Ein Hoch auf das Flugzeug

Die Klimabewegung sollte sich gut überlegen, ob sie den Flugverkehr zum Hauptfeind erklären möchte

Leon Holly
Krater Magazine
3 min readJun 30, 2021

--

Hoch hinaus. Source: Wikimedia Commons, CC BY 2.0.

Es ist nicht lange her, dass der Wortschatz der Menschheit um den Begriff „Flugscham“ ergänzt wurde. Ich möchte nicht sagen „bereichert“, denn das Wort und seine Bedeutung sollten Klimaschützer schnellstmöglich wieder aus ihrem Bewusstsein verbannen. Der rasante Aufstieg des Flugverkehrs und die weltweite Demokratisierung der Fortbewegung sind Errungenschaften, die nicht dekadent und sorglos abgekanzelt, sondern vielmehr gefeiert und weiter ausgebaut werden sollten.

Jenen, die beim Klimaschutz mit Recht auf die wissenschaftliche Datenlage verweisen, und trotzdem die Flugzeuge vom Himmel holen möchten, kann schnell geholfen werden. Weltweit macht der Flugverkehr glücklicherweise nämlich nur einen Anteil von 2,5 Prozent der CO2-Emissionen aus. Das sind Kinkerlitzchen verglichen mit den hundert Unternehmen, die zusammen für satte 70 Prozent (!) der weltweiten Luftverpestung verantwortlich zeichnen.

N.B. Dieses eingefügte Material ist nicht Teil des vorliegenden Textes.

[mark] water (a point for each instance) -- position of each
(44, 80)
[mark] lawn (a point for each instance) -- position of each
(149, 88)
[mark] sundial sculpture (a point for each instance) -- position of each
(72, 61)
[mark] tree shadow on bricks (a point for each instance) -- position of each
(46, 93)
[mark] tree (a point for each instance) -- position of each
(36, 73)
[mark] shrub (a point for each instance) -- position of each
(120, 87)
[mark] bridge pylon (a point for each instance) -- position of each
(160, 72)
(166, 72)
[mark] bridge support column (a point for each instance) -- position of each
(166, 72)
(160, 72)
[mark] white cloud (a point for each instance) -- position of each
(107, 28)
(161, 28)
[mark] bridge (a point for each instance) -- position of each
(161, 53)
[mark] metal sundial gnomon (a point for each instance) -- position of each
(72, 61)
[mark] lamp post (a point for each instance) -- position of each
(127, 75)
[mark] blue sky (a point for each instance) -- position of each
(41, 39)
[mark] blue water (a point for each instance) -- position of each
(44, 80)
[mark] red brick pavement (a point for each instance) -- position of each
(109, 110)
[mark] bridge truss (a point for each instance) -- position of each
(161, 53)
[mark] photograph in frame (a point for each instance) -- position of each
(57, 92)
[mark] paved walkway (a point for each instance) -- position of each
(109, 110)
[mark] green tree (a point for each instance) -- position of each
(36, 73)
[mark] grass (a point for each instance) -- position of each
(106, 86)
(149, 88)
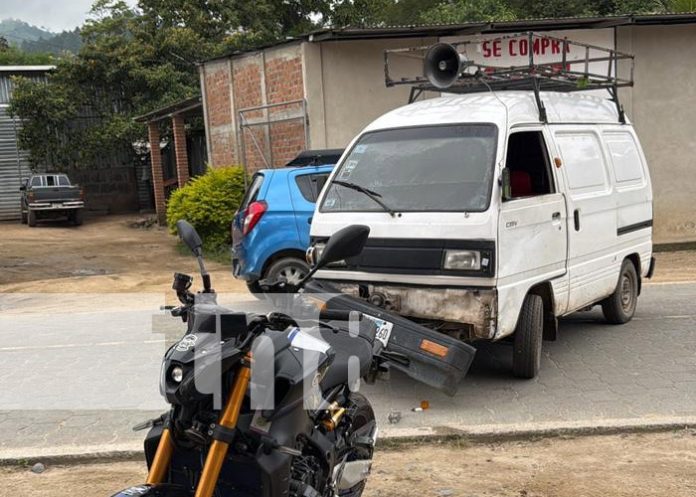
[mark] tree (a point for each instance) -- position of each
(132, 61)
(460, 11)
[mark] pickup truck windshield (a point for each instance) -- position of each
(429, 168)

Dass die negative Presse des Flugzeugs in keinem Verhältnis zu seiner wirklichen Schädlichkeit steht, deutet auf etwas anderes hin. Mit ernsthaften klima- und verkehrspolitischen Bedenken haben wir es hier nicht zu tun. Stattdessen verschreibt sich das protestantische grüne Bürgertum lieber einer persönlichen Askese, die vielleicht den Gefühlshaushalt der Büßerin, nicht aber das globale Klima beruhigt. Im Angesicht der Größe der Herausforderung und der eigenen Machtlosigkeit kann man sich im strengen Verzicht immerhin besser fühlen als die Unterschicht, die sich unbedarft in die Ryanair-Maschine zwängt. Und natürlich sind es am Ende nicht die Reichen, die sich die verteuerten Ticketpreise nicht mehr leisten können.

Ferner sollten sich insbesondere alle, die sich für internationalistisch halten, genau überlegen, welche verkehrspolitischen Wünsche sie äußern. Es steht doch außer Frage, dass die Demokratisierung und Verbilligung des Flugverkehrs den Austausch zwischen Menschen und Kulturen ungeheuer vereinfacht haben. Was für viele vor einigen Jahrzehnten noch ein unerreichbarer Horizont war, ist mittlerweile in einer Tomatensaftlänge überflogen. Wer mit dem Finger zuerst auf das Flugzeug zeigt, offenbart also — bewusst oder unbewusst — auch den eigenen Provinzialismus, was kosmopolitischen Linken eigentlich reflexartig aufstoßen sollte.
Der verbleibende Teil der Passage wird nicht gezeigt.